零時零分の耳鳴り
零時ちょうど、鳴神律の音楽アプリに、検索した覚えのない曲が現れた。
再生ボタンの代わりに、耳の形をした白いアイコンが脈打っている。昼間は何度開いても「地域外」と表示されたのに、暖房をつけた深夜だけロックが外れた。曲名は〈WAKE〉。歌い手も作曲者も空欄だった。
「まだ起きてる?」
イントロに混じった少年の声で、律は指を止めた。十年前、火事で死んだ弟の声に似ていた。弟は夜更かしする律の部屋を覗き、同じ言葉を言っていた。律だけが二階の窓から助かり、弟は階段で見つかった。以来、煙探知器の短い警告音を聞くと、左耳に細い耳鳴りが走る。
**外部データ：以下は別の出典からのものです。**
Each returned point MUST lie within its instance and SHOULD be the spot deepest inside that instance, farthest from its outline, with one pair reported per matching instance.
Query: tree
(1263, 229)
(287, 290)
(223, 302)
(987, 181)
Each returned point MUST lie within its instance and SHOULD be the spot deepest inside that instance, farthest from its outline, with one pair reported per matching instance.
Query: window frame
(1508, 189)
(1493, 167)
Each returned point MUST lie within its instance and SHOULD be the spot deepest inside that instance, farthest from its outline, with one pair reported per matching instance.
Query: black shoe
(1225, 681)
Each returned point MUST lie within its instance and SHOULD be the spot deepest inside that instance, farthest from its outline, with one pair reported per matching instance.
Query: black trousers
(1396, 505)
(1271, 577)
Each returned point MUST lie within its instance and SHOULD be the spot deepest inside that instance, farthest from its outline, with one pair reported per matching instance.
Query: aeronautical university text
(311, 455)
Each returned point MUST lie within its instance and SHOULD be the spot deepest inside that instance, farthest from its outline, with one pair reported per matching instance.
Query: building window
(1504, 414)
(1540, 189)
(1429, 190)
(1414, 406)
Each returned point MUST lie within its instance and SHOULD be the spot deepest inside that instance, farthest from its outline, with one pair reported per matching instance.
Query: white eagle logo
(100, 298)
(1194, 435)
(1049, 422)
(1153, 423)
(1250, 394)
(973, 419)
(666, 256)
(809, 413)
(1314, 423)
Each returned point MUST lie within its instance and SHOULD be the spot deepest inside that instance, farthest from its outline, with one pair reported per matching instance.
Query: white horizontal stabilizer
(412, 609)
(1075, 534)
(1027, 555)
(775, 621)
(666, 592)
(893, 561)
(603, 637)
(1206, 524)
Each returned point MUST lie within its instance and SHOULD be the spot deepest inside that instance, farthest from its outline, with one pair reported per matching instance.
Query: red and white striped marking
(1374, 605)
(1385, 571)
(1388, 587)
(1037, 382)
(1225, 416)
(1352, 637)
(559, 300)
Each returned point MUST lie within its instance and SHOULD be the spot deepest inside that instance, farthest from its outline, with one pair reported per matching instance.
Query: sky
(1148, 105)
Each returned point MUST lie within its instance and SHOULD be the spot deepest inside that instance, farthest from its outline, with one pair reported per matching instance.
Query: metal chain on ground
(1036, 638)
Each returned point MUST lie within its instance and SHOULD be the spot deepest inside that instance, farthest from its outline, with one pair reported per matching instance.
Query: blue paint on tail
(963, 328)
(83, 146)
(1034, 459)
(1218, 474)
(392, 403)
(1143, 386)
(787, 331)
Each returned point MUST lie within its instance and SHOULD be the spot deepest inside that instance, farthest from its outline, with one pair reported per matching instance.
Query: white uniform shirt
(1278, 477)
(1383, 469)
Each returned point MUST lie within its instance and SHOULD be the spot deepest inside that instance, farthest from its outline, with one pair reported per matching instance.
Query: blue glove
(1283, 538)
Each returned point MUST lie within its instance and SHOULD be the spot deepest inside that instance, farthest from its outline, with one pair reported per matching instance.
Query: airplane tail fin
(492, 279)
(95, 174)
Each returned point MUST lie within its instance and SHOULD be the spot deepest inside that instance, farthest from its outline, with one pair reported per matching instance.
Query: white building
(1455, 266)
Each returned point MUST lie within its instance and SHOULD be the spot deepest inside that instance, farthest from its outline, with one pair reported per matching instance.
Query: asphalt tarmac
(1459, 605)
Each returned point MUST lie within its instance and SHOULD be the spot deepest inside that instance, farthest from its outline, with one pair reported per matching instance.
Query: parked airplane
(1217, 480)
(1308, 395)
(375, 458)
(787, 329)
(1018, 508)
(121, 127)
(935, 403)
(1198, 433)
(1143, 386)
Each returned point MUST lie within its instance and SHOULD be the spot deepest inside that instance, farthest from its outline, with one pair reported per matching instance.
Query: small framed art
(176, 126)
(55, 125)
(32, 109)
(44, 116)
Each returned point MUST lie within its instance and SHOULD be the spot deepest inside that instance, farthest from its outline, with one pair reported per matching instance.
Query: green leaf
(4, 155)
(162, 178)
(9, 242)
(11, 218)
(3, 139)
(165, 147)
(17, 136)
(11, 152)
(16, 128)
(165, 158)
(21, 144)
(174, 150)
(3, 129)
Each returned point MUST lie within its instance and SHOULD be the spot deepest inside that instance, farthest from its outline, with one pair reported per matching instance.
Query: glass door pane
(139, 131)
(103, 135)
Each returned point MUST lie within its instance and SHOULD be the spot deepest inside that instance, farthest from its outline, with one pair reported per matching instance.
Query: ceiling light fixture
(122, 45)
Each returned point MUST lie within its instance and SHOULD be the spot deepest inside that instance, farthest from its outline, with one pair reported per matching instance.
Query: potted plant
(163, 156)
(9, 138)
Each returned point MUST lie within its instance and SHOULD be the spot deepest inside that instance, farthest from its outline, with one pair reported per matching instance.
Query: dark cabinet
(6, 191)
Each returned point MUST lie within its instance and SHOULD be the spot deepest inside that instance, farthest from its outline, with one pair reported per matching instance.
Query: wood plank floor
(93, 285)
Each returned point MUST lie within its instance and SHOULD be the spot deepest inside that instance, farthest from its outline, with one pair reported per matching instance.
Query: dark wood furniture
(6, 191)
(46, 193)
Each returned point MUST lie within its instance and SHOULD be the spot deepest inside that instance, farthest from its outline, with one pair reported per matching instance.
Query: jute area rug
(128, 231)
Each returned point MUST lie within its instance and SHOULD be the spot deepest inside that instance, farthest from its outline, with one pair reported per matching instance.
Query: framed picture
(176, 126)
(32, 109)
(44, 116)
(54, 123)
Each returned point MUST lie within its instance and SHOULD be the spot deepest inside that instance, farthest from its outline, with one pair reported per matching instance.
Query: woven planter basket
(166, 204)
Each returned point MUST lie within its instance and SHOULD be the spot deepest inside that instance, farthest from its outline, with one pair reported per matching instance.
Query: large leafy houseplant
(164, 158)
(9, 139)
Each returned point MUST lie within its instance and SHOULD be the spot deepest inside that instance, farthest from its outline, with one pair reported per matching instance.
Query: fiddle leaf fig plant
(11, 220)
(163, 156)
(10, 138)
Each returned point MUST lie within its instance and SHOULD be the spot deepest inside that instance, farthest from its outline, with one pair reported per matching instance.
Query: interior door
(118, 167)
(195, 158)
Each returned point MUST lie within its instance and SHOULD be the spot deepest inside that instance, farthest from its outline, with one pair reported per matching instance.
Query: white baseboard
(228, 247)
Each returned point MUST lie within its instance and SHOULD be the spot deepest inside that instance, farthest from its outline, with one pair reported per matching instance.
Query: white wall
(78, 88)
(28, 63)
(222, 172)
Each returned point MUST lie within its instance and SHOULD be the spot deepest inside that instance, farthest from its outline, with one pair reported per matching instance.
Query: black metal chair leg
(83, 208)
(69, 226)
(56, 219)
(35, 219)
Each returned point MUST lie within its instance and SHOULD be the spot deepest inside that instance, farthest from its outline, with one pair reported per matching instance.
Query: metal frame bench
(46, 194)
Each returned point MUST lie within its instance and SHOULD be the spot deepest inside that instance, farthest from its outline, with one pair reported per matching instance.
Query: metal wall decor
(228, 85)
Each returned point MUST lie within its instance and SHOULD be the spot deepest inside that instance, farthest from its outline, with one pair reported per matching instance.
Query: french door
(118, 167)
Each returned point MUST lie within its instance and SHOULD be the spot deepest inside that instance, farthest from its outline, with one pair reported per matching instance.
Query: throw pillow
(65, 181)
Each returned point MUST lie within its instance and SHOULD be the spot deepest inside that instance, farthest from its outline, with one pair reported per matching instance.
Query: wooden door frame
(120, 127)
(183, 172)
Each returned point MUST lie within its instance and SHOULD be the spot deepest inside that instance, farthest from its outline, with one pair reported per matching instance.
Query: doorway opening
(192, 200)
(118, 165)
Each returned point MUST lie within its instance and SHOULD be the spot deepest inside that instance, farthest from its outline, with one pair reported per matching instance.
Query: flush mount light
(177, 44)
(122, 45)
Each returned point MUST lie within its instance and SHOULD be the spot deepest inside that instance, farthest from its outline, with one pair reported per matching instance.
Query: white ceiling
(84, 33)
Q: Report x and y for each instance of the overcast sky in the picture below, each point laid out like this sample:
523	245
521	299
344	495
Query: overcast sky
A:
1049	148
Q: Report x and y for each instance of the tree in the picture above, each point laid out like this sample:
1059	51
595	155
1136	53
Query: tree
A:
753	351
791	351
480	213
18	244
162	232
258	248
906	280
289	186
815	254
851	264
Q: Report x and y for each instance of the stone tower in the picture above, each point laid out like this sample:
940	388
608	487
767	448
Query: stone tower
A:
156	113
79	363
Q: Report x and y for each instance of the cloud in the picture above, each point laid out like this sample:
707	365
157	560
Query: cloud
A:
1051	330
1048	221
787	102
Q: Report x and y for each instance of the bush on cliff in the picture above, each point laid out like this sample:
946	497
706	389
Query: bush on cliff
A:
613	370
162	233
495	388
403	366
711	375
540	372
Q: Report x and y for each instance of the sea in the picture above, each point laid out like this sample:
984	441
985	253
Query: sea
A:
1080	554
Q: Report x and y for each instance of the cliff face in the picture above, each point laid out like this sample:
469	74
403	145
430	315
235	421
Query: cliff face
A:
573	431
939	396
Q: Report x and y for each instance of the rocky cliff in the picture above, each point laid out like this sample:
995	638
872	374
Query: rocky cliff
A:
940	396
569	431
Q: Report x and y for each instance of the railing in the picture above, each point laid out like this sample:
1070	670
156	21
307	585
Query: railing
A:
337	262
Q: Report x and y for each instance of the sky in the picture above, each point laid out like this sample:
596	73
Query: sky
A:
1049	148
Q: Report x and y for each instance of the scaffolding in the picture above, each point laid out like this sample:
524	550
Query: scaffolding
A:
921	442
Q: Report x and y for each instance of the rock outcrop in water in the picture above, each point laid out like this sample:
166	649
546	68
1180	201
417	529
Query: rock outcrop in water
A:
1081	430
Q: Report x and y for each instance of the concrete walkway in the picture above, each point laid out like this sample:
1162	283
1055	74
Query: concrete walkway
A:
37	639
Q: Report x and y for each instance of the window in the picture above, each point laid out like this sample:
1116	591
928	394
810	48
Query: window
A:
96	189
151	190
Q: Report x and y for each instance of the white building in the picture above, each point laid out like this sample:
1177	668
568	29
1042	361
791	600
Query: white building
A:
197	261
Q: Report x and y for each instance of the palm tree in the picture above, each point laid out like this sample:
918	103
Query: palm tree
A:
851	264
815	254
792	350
Aメロは、その耳鳴りと同じ高音を軸に進んだ。四拍ごとに、かすかな咳。ベースは暖房機の唸りに重なり、部屋の空気そのものが伴奏へ入ってくる。再生画面の波形は、曲のデータではなく、律のマイク入力に合わせて刻々と形を変えていた。
「まだ起きてる?」
二度目の声は近かった。律は弟が戻ったのだと思い、イヤホンを深く押し込んだ。サビで合成音声が跳ね上がり、あの夜に言えなかった「先に逃げてごめん」が喉からこぼれた。すると音程バーの下に、見慣れない数値が赤く点滅した。
〈CO 312 ppm〉
〈換気推奨〉
律は笑った。幽霊が環境測定などするはずがない。ところが立ち上がろうとした瞬間、床が傾いた。暖房機の排気口は雪で塞がれ、窓の隙間には目張りがしてある。昼間は再生できず、深夜だけ曲が開く理由は、時刻ではなかった。部屋の一酸化炭素濃度と、スマートフォンが検知した覚醒低下が条件だった。
最後の一音が途切れ、曲の説明欄に文字が現れた。
〈家族音声による緊急覚醒モード〉
〈登録音源:家族の留守番電話〉
弟は死後に曲を送ったのではない。律が防災アプリへ残していた古い声が、警報を無視する彼を起こすため、咳と耳鳴りをダークポップへ組み替えたのだ。
律は這って窓を割った。冷気が流れ込み、意識が戻る。
スマートフォンは、もう歌ではなく救急通報の声で尋ねた。
「まだ起きてる?」
それは夜更かしをからかう言葉でも、死者からの挨拶でもなかった。今ここで生きているかを確かめる、最後の呼びかけだった。